Não quero morrer sem que Portugal deixe na terra os contornos geográficos da esperança e todos nós rememos finalmente na mesma direcção, porque se for preciso navegar para conquistar a felicidade, navegaremos, com os olhos no mar e o coração em terra. Navegaremos e com cada gota de água salgada feita de lágrimas e de riso, construiremos o nosso pequeno/grande paraíso na face lunar do destino. Entretanto, vou acordando ao som das notícias, sempre pouco animadoras, mas no meu peito o coração rejubila de expectativa e espera, por vezes quase desespera, é hoje, é hoje que renascemos das cinzas como uma Fénix que vai finalmente levantar voo e voltar a ser na ponta da Europa um jardim à beira mar, com um largo e franco sorriso, porque finalmente tem motivos para sorrir. Não foi hoje, mas talvez não demore a chegar ao cais a solução. Eu acredito, sou assim, não consigo desistir de ter confiança, fé, desejo, vontade. Nunca deixarei de lutar, está-me no sangue de ser portuguesa!

sexta-feira, 10 de outubro de 2014

Post.it: A alegria de ser triste

Levamos uma vida inteira em busca de algo. Damos-lhe um nome: Felicidade. Procuramos em  cada dia, em cada hora, em cada estrada, em cada esquina da vida, em cada noite desperta, em cada luar apagado. Em cada criança que nasce cheia de esperança, a sua, a nossa.
Procuramos em cada sonho dormido, em cada fantasia acordada, em cada desejo, em quase tudo, em todo o nada.
Buscamo-la na fé, seja de que religião for. Buscamo-la nos outros, em nós. Buscamo-la no amor, por vezes até a buscamos na solidão.
E quando, um dia, adormecemos para a vida,  quantas vezes e quantas vezes é uma partida marcada pela angústia de nunca ter encontrado esse algo, a que demos tantos nomes, o de pessoas, de lugares, de sorte, de um querer com tantos momentos em que quase, mas apenas quase, vislumbrámos esse ideal de perfeição com que somos brindados se o nosso caminho a ele nos conduzir.
Mas será assim, mesmo assim? Já vi pessoas maravilhosas viverem num contínuo inferno, já vi pessoas pérfidas viverem no mais plácido céu.
Onde está a justiça, o reflexo das nossas acções? Questionamos, uma, mil vezes. Cometemos um erro de lógica, quando nada na vida segue uma lógica na espera de  um eco que não se propaga.
Está mais do que na hora de deixar de procurar, deixar de esperar, para que a vida, tal como existe nos aconteça, e a vivamos sem questionar, sem revolta, sem comparação com o que poderia ser e nunca é. E a felicidade que procuramos como se fosse o mais precioso diamante, nada mais é do que pequenas gotas de orvalho reflectindo o sol da madrugada. “Só a realidade existe, só a verdade nos assiste. E a felicidade é de quem não desiste,  de viver a alegria de ser triste”.
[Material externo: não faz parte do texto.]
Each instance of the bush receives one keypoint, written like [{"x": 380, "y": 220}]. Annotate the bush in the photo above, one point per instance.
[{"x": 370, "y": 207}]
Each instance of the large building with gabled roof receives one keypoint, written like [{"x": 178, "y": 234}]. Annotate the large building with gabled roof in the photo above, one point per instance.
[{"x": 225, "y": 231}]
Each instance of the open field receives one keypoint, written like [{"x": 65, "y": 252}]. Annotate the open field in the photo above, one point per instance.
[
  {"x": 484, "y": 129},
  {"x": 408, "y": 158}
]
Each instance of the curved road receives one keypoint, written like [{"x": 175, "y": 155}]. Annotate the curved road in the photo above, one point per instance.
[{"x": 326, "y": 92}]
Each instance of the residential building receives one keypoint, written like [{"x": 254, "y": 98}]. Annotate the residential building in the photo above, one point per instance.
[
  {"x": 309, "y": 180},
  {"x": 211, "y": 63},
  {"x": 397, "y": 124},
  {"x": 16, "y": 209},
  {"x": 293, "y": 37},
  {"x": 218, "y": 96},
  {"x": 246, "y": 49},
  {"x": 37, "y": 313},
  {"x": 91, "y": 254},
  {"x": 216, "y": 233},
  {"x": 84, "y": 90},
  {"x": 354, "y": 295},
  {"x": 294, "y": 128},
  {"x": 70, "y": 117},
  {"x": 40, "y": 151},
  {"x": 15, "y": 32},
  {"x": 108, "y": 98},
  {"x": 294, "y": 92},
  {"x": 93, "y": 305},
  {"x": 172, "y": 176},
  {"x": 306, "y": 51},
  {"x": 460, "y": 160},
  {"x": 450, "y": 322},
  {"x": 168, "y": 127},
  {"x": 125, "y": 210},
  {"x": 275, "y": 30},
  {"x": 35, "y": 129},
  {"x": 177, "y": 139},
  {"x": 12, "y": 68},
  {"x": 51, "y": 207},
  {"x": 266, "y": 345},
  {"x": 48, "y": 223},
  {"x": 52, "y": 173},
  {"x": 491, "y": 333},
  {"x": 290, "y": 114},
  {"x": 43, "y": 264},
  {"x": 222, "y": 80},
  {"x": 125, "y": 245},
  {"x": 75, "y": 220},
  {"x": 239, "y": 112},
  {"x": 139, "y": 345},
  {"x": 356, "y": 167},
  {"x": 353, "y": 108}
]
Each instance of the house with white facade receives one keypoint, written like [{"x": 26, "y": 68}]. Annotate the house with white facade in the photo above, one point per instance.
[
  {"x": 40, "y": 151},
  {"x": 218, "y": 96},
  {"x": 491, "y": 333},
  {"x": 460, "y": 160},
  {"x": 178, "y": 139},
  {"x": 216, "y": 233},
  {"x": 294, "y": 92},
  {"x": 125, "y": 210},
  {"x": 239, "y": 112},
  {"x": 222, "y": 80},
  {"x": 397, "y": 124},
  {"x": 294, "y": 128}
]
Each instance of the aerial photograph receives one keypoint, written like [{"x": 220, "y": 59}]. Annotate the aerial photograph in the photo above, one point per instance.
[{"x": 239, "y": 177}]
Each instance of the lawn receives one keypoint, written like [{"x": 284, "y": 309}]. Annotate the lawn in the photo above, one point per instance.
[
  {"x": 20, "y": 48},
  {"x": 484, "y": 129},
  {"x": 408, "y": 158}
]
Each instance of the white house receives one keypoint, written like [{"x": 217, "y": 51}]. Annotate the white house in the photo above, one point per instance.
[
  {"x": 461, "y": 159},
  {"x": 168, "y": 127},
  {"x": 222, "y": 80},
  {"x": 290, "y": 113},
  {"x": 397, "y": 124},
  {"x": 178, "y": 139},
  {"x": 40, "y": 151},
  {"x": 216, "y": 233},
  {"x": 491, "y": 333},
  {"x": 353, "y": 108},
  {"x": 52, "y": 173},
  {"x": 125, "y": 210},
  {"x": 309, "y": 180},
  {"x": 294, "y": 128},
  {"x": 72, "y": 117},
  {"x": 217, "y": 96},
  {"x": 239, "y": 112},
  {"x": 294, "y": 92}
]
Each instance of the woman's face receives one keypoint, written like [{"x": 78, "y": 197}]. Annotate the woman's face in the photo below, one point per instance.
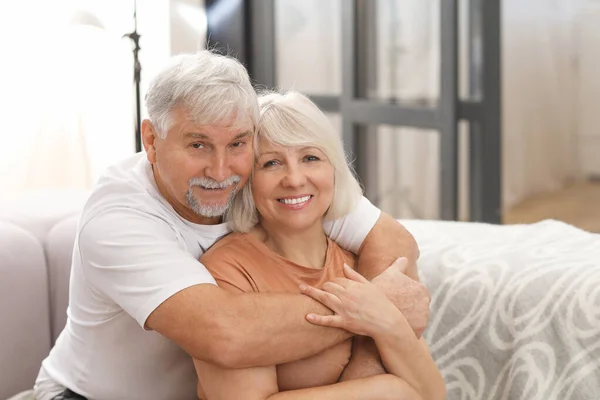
[{"x": 292, "y": 186}]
segunda-feira, 6 de outubro de 2014

Post.it: É longe...

É longe, é sempre tão longe antes de se dar o primeiro passo e o seguinte e o seguinte. De repente tudo fica mais perto. É claro que ainda não está suficientemente perto para lhe tocar com o olhar. Que ainda se estende para lá da linha do horizonte. Mas se cada passo continuar a seguir-se ao anterior e permanecer firme em busca do seguinte, um dia, o longe será perto.
Quase  o suficiente para lhe tocar com a ponta dos dedos, para o sentir a entrar no peito numa sensação de vitória. Porque nunca foi um sonho, mas um projecto, um início de percurso. Por uma estrada que mais tem mais do que esperança,  tem vontade, tem muito, tem quase tudo de nós.
“Já não tenho idade para reconstruir a vida, para me reinventar, para começar de novo, para voltar a acreditar”.
Mas o que tem tudo isto que ver com a idade? Tem apenas com a vontade. Tem que ver com o que somos quando nos libertamos do que fomos.
O futuro é essa porta que abrimos, é esse caminho que nos convida a segui-lo.
Sim, é longe, continuará a ser longe se não o encurtarmos.
E por mais longe que seja, certamente, lá chegaremos. 
Não perguntes “como”, pergunta antes “quando” e eu te responderei “quando tu quiseres”…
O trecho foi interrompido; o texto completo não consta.